Class NgramExtractor

java.lang.Object
com.optimaize.langdetect.ngram.NgramExtractor

public class NgramExtractor extends Object
Class for extracting n-grams out of a text.
Author:
Fabian Kessler
  • Method Details

    • gramLength

      public static NgramExtractor gramLength(int gramLength)
    • gramLengths

      public static NgramExtractor gramLengths(Integer... gramLength)
    • filter

      public NgramExtractor filter(NgramFilter filter)
    • textPadding

      public NgramExtractor textPadding(char textPadding)
      To ensure having border grams, this character is added to the left and right of the text.

      Example: when textPadding is a space ' ' then a text input "foo" becomes " foo ", ensuring that n-grams like " f" are created.
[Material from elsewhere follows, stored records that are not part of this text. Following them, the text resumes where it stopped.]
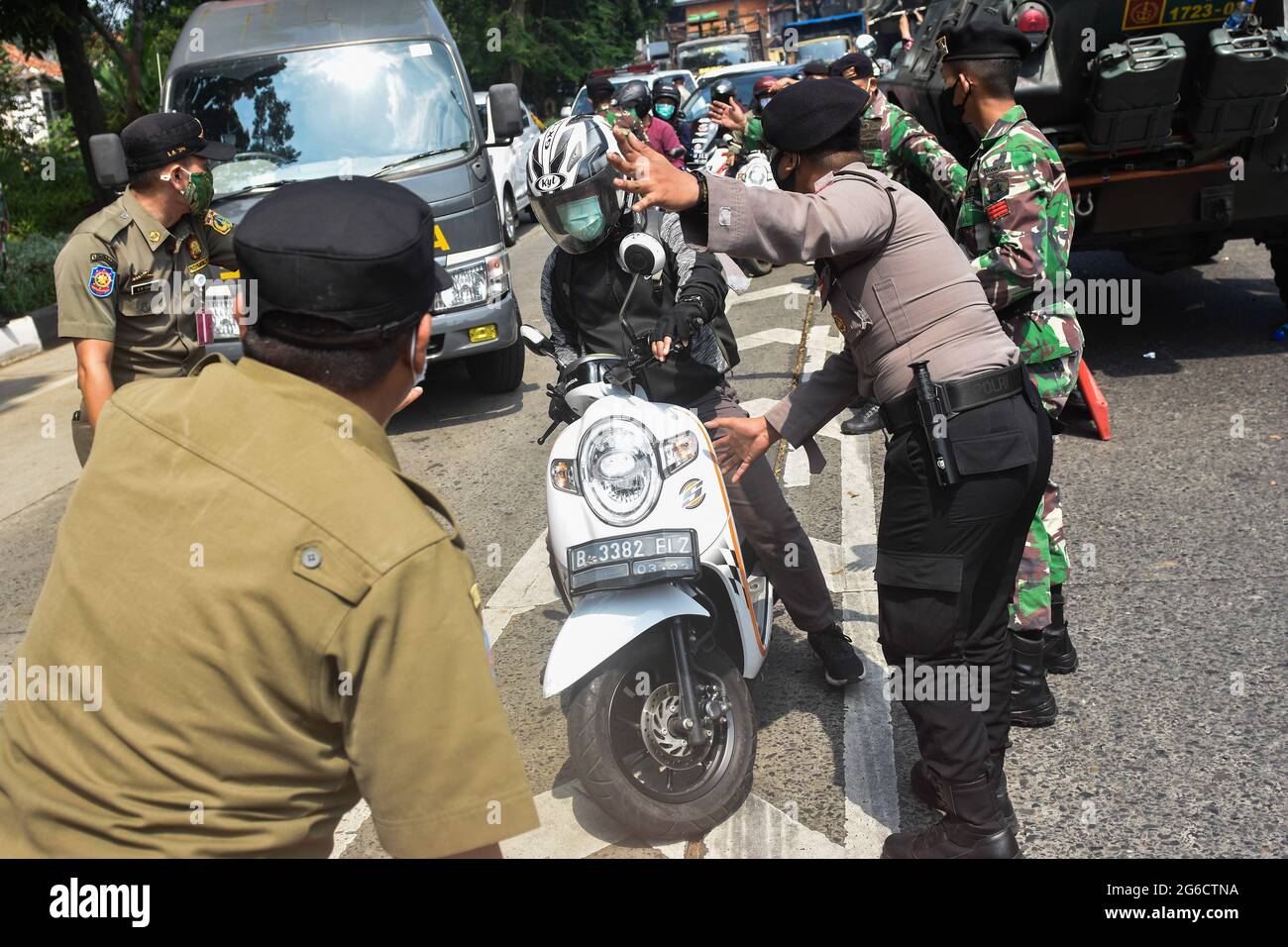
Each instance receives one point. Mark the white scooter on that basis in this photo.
(669, 613)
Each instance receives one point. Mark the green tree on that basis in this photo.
(546, 47)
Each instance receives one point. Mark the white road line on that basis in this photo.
(761, 830)
(791, 289)
(43, 389)
(528, 585)
(348, 828)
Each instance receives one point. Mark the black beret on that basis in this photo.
(153, 141)
(983, 40)
(859, 62)
(805, 115)
(357, 252)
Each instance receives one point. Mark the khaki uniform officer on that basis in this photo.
(299, 626)
(116, 275)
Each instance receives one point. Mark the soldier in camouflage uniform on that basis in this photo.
(1016, 222)
(600, 93)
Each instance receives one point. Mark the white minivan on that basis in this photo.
(509, 167)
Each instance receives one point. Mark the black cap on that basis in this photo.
(859, 62)
(153, 141)
(359, 253)
(599, 88)
(805, 115)
(983, 40)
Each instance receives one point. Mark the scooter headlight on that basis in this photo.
(618, 471)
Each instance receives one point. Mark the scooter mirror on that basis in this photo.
(536, 342)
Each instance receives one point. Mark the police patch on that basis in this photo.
(219, 224)
(102, 281)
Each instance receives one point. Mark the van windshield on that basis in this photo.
(333, 111)
(730, 53)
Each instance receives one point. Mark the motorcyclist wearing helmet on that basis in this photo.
(668, 99)
(601, 95)
(635, 95)
(583, 290)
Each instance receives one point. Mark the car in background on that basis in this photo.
(307, 89)
(695, 108)
(581, 105)
(509, 166)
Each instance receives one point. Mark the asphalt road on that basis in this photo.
(1171, 738)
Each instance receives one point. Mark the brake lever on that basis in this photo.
(550, 431)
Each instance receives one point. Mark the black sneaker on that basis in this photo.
(841, 663)
(866, 420)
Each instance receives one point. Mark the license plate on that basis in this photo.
(632, 560)
(668, 543)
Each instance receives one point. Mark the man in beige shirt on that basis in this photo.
(127, 278)
(282, 621)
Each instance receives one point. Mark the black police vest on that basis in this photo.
(591, 287)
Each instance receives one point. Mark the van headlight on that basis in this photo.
(476, 282)
(618, 471)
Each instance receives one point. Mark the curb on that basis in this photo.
(29, 335)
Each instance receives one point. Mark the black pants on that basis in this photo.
(767, 521)
(945, 570)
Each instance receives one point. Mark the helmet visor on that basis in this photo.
(580, 217)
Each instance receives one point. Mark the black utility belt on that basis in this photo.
(903, 412)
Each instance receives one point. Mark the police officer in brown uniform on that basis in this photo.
(969, 449)
(115, 278)
(299, 628)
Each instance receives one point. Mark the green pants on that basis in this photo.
(1044, 564)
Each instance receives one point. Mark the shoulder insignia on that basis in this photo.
(219, 224)
(102, 281)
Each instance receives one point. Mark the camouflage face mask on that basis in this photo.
(200, 192)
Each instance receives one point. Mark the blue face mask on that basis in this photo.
(583, 219)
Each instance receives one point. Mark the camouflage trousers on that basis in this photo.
(1050, 348)
(1044, 564)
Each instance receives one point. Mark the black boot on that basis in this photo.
(867, 419)
(1057, 651)
(1031, 701)
(841, 663)
(973, 827)
(927, 788)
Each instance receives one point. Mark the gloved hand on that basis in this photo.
(675, 326)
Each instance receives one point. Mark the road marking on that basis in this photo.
(528, 585)
(348, 828)
(791, 289)
(43, 389)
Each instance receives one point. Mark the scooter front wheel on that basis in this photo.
(629, 745)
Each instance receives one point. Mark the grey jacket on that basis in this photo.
(915, 300)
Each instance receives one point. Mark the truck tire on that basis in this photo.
(1279, 263)
(497, 371)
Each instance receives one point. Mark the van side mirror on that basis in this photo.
(502, 101)
(536, 342)
(108, 158)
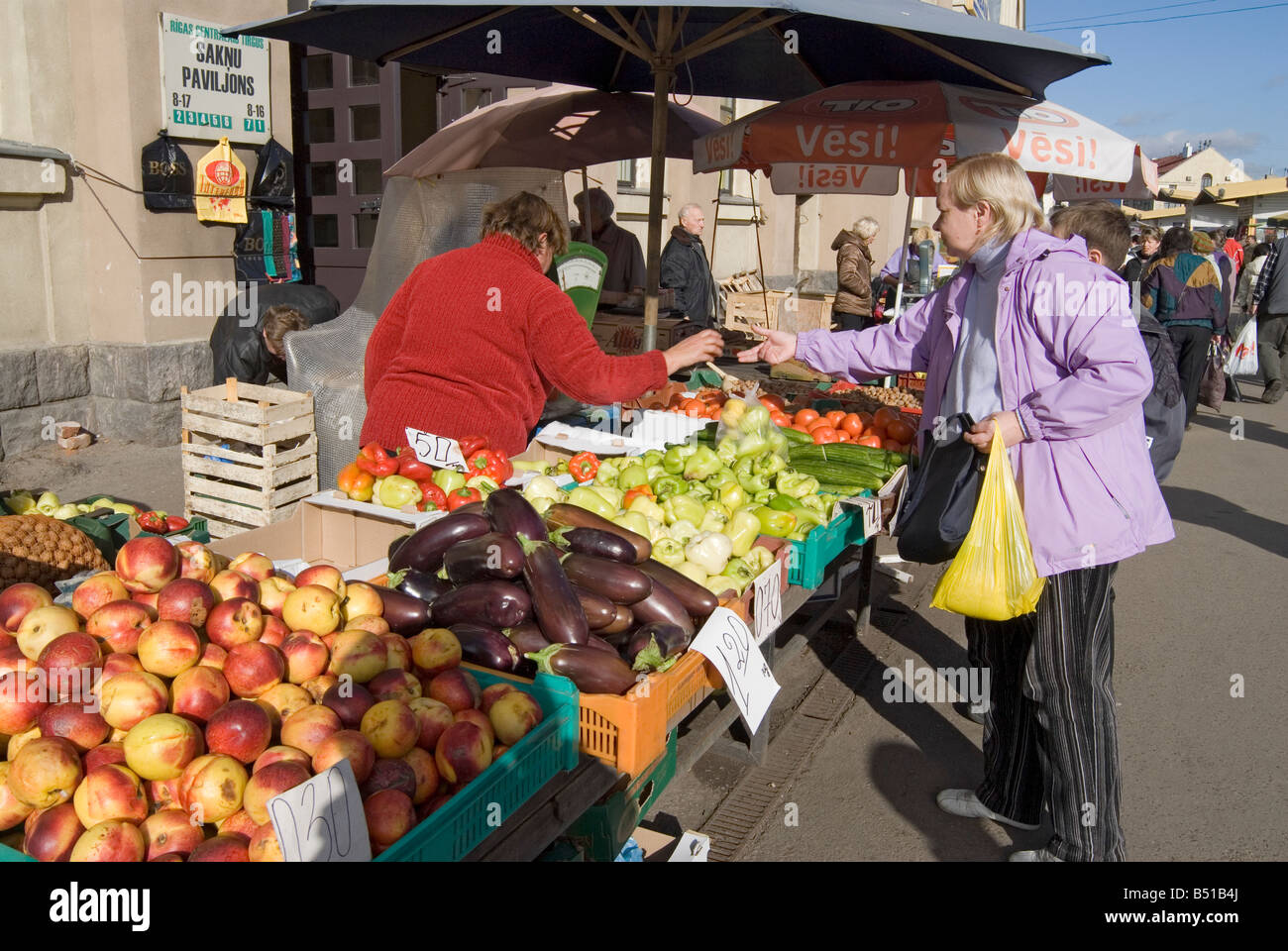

      If the text already has such a character in that position (eg starts with), it is not added there.

      Parameters:
      textPadding - for example a space ' '.
    • getGramLengths

      public List<Integer> getGramLengths()
    • extractGrams

      @NotNull public @NotNull List<String> extractGrams(@NotNull @NotNull CharSequence text)
      Creates the n-grams for a given text in the order they occur.

      Example: extractSortedGrams("Foo bar", 2) => [Fo,oo,o , b,ba,ar]

      Parameters:
      text -
      Returns:
      The grams, empty if the input was empty or if none for that gramLength fits.
    • extractCountedGrams

      @NotNull public @NotNull Map<String,Integer> extractCountedGrams(@NotNull @NotNull CharSequence text)
      Returns:
      Key = ngram, value = count The order is as the n-grams appeared first in the string.